When I read about ModCloth's Terrific Transformations Contest, I inevitably thought about the months I spent in France. Now that it's been over five years since I returned from my extended stay in 2004, I've had the time to really reflect on what I learned during that time and how it changed me forever.
I think the main trait that my stay in Touraine changed about me was my level of maturity. Until then, I had never truly lived on my own. Though I had my own dorm room for a few years, I had never been really responsible for preparing all my own meals and figuring out how to live.
The first few weeks were difficult. I had gone to live with a family who had experienced true tragedy: the father had just lost his beloved wife to a chronic illness followed by a lengthy coma. He was struggling to learn all of the household skills that his wife had taken care of for so many years. He was re-learning how to be a father to his 12-year-old son, who himself was learning how to cope with life as a motherless child amidst the awkwardness of burgeoning adolescence.
Enter me, a somewhat naive 21-year-old college student with big ideas about deconstructing every stereotype that ever existed between the French and the Americans. I truly could not begin to understand what these two men were going through, but I was suddenly thrust into their lives and had to figure out how to make it all work.
The father's expectations didn't quite match the traditional role of an au-pair (he let his cleaning lady go a week before I arrived) and combined with the fact that he was a neophyte at household management and was also emotionally crippled, things did not go well. I had dreamt of coming to France to discover new places and nuances in the language, not to scrub toilets and iron dress shirts.

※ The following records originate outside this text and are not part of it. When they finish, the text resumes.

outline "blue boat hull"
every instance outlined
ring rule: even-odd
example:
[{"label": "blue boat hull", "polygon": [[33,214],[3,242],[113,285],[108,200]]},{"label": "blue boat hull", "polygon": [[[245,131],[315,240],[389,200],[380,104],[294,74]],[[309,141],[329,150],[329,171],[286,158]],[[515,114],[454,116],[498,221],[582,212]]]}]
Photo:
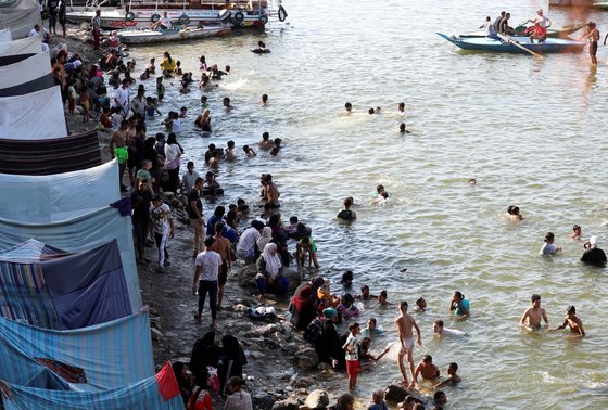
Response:
[{"label": "blue boat hull", "polygon": [[[512,44],[510,42],[501,42],[498,40],[493,40],[487,37],[455,37],[447,36],[442,33],[438,33],[439,36],[443,37],[454,46],[461,48],[463,50],[474,50],[474,51],[487,51],[494,53],[512,53],[512,54],[528,54],[525,50]],[[530,51],[540,54],[548,53],[563,53],[563,52],[581,52],[585,47],[585,42],[559,39],[559,38],[547,38],[542,43],[530,43],[530,38],[528,37],[511,37],[514,41],[517,41],[520,46],[527,48]]]}]

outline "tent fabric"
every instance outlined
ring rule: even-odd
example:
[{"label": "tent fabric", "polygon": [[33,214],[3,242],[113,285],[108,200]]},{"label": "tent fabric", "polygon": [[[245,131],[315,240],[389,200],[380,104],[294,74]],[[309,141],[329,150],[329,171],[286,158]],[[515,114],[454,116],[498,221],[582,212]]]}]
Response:
[{"label": "tent fabric", "polygon": [[0,172],[53,175],[102,164],[97,131],[52,140],[0,139]]},{"label": "tent fabric", "polygon": [[[130,216],[121,217],[118,209],[109,206],[73,219],[42,225],[31,223],[27,218],[17,220],[18,214],[9,216],[2,214],[2,217],[0,218],[0,252],[31,238],[72,253],[88,251],[116,240],[131,310],[137,311],[141,308]],[[14,219],[4,219],[7,217]]]},{"label": "tent fabric", "polygon": [[54,85],[49,51],[0,66],[0,97],[28,94]]},{"label": "tent fabric", "polygon": [[13,39],[27,37],[36,24],[42,25],[36,0],[0,1],[0,27],[9,28]]},{"label": "tent fabric", "polygon": [[0,138],[48,140],[66,133],[60,86],[0,98]]},{"label": "tent fabric", "polygon": [[66,254],[29,240],[0,255],[0,315],[59,330],[132,315],[116,241]]},{"label": "tent fabric", "polygon": [[168,372],[173,374],[170,364],[167,363],[155,376],[96,393],[49,390],[11,385],[13,398],[4,400],[4,407],[7,410],[183,410],[183,401],[179,395],[179,389],[177,389],[177,395],[167,400],[161,394],[161,390],[167,384],[177,384],[175,375],[173,381],[170,377],[160,376],[161,373]]},{"label": "tent fabric", "polygon": [[0,174],[0,216],[31,223],[73,219],[121,198],[118,163],[49,176]]},{"label": "tent fabric", "polygon": [[9,41],[13,41],[13,36],[11,35],[11,29],[10,28],[1,29],[0,30],[0,42],[9,42]]},{"label": "tent fabric", "polygon": [[100,392],[153,375],[147,311],[69,331],[0,318],[0,379],[10,384]]},{"label": "tent fabric", "polygon": [[7,42],[0,40],[0,66],[14,64],[38,54],[42,50],[41,39],[40,36],[36,36]]}]

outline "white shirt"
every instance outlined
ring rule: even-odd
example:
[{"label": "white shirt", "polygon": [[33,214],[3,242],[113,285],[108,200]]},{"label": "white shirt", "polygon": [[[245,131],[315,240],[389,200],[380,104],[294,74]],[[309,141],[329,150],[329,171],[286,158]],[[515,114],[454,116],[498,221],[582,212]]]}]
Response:
[{"label": "white shirt", "polygon": [[221,256],[215,251],[204,251],[197,255],[197,267],[202,267],[201,281],[216,281],[221,266]]},{"label": "white shirt", "polygon": [[[161,218],[161,213],[165,213],[165,217]],[[153,204],[150,205],[150,216],[152,217],[154,233],[161,235],[168,235],[170,233],[169,223],[170,208],[167,204],[161,204],[161,206],[155,207]]]},{"label": "white shirt", "polygon": [[165,144],[165,158],[172,161],[183,154],[178,144]]},{"label": "white shirt", "polygon": [[167,28],[172,28],[173,26],[173,22],[168,15],[166,17],[161,17],[161,20],[159,20],[159,24]]},{"label": "white shirt", "polygon": [[259,231],[254,227],[250,227],[245,229],[241,238],[239,239],[239,243],[237,244],[237,252],[248,252],[250,249],[255,249],[257,246],[257,240],[262,235]]},{"label": "white shirt", "polygon": [[[116,101],[118,101],[118,103],[121,105],[116,104]],[[112,99],[112,104],[114,106],[122,106],[123,107],[123,113],[125,115],[127,115],[130,111],[129,107],[129,89],[128,88],[123,88],[123,87],[118,87],[115,91],[114,91],[114,98]]]}]

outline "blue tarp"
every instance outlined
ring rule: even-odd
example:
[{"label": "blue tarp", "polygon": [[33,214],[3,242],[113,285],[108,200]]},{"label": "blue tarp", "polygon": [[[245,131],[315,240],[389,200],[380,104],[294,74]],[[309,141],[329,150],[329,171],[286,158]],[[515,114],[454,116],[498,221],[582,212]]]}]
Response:
[{"label": "blue tarp", "polygon": [[[13,398],[4,400],[7,410],[183,410],[179,394],[163,399],[156,376],[104,392],[62,392],[11,385]],[[178,390],[179,392],[179,390]]]},{"label": "blue tarp", "polygon": [[[7,216],[2,215],[2,217]],[[129,291],[131,311],[141,308],[130,216],[122,217],[118,209],[109,206],[73,219],[45,225],[0,218],[0,253],[31,238],[49,246],[73,253],[89,251],[116,240]]]},{"label": "blue tarp", "polygon": [[148,312],[71,331],[0,318],[0,380],[11,385],[101,392],[152,375]]},{"label": "blue tarp", "polygon": [[0,254],[0,315],[68,330],[132,315],[116,241],[67,254],[29,240]]}]

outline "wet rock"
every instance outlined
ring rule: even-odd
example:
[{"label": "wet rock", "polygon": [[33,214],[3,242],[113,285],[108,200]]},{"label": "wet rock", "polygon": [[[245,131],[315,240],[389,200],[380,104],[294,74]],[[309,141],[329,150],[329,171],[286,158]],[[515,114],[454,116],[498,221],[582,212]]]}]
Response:
[{"label": "wet rock", "polygon": [[273,409],[275,401],[275,398],[266,392],[257,392],[251,397],[254,409]]},{"label": "wet rock", "polygon": [[395,383],[390,384],[389,387],[384,389],[384,400],[390,402],[401,402],[408,395],[409,392],[407,392],[402,385]]},{"label": "wet rock", "polygon": [[300,401],[295,397],[288,397],[284,400],[276,401],[273,405],[273,410],[299,410]]},{"label": "wet rock", "polygon": [[308,397],[306,397],[304,406],[308,409],[325,409],[329,406],[329,397],[325,390],[317,388],[316,390],[313,390]]},{"label": "wet rock", "polygon": [[319,357],[314,348],[306,346],[295,353],[295,362],[302,370],[313,370],[319,362]]}]

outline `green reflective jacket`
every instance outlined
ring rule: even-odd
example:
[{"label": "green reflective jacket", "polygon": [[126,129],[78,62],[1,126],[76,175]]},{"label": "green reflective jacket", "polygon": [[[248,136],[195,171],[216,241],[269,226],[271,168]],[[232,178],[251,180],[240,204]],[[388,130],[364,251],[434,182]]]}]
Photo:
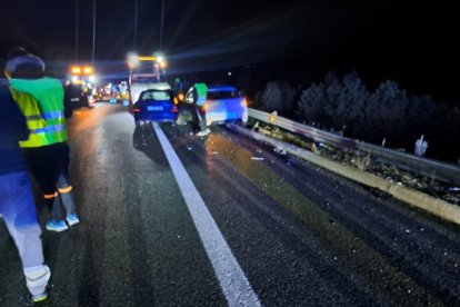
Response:
[{"label": "green reflective jacket", "polygon": [[59,80],[48,77],[11,79],[10,90],[29,128],[29,139],[20,141],[21,147],[41,147],[67,140],[63,88]]},{"label": "green reflective jacket", "polygon": [[193,88],[197,90],[197,106],[201,106],[206,101],[208,95],[208,87],[206,83],[196,83]]}]

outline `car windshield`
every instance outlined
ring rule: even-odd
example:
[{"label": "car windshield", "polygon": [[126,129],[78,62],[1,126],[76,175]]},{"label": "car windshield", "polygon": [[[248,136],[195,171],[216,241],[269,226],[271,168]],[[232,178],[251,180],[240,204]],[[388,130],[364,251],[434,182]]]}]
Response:
[{"label": "car windshield", "polygon": [[140,100],[169,100],[170,98],[169,91],[151,90],[142,92]]},{"label": "car windshield", "polygon": [[208,91],[209,100],[239,98],[240,95],[236,90],[220,90],[220,91]]}]

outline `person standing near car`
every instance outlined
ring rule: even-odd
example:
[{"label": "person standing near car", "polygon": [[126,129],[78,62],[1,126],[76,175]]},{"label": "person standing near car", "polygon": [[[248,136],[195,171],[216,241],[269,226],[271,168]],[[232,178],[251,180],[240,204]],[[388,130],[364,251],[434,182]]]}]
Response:
[{"label": "person standing near car", "polygon": [[28,138],[26,118],[6,86],[0,86],[0,217],[14,240],[33,301],[48,297],[51,273],[43,260],[32,186],[19,141]]},{"label": "person standing near car", "polygon": [[24,148],[31,172],[51,210],[46,227],[63,231],[68,225],[80,222],[69,181],[69,146],[66,142],[69,112],[64,109],[63,87],[58,79],[44,77],[44,62],[23,48],[9,52],[6,76],[29,128],[29,138],[20,146]]},{"label": "person standing near car", "polygon": [[206,102],[207,95],[208,95],[208,86],[206,83],[194,83],[193,86],[193,108],[194,108],[193,118],[200,129],[197,132],[197,136],[199,137],[207,136],[210,132],[207,121],[206,121],[206,110],[204,110],[204,102]]}]

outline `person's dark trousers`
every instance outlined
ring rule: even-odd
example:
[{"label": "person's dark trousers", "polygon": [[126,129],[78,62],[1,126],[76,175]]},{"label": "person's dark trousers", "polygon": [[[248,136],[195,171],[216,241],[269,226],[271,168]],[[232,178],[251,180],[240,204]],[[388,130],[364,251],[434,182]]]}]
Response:
[{"label": "person's dark trousers", "polygon": [[206,111],[202,107],[193,105],[193,121],[196,127],[200,131],[206,131],[208,129],[208,125],[206,122]]},{"label": "person's dark trousers", "polygon": [[67,142],[26,148],[26,158],[32,176],[40,186],[44,202],[56,221],[76,212],[72,186],[69,181],[69,152]]}]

In short, I couldn't make it work. It was a big lesson in listening to myself and understanding when I couldn't make a difference, or at least not make the difference these people were expecting. I felt like a failure when I informed my host father that I would be moving into an apartment after about six weeks in the house. He seemed almost relieved. I think it had been a strain on him to pretend to be a normally-functioning man for my benefit when he was actually so bereaved and confused about his own life.
But the experience did have its advantages: for the first time, I realized that I was the only one who could direct my own life. I did not have to allow one of the best experiences of my life to be so severely influenced by the misery of an unfortunately tragic situation. Though that sounds selfish, I think it was for the best.
The experience transformed me from a naive girl into a self-sufficient woman. I had to cook and clean for myself; navigate the transportation system; master lingusitic and cultural obstacles and maintain my schoolwork at the same time.
Part of it were successful; parts of it weren't. But I think of that experience as my transformation from a girl into a woman; from a person who'd never left her hometown into a citizen of the world.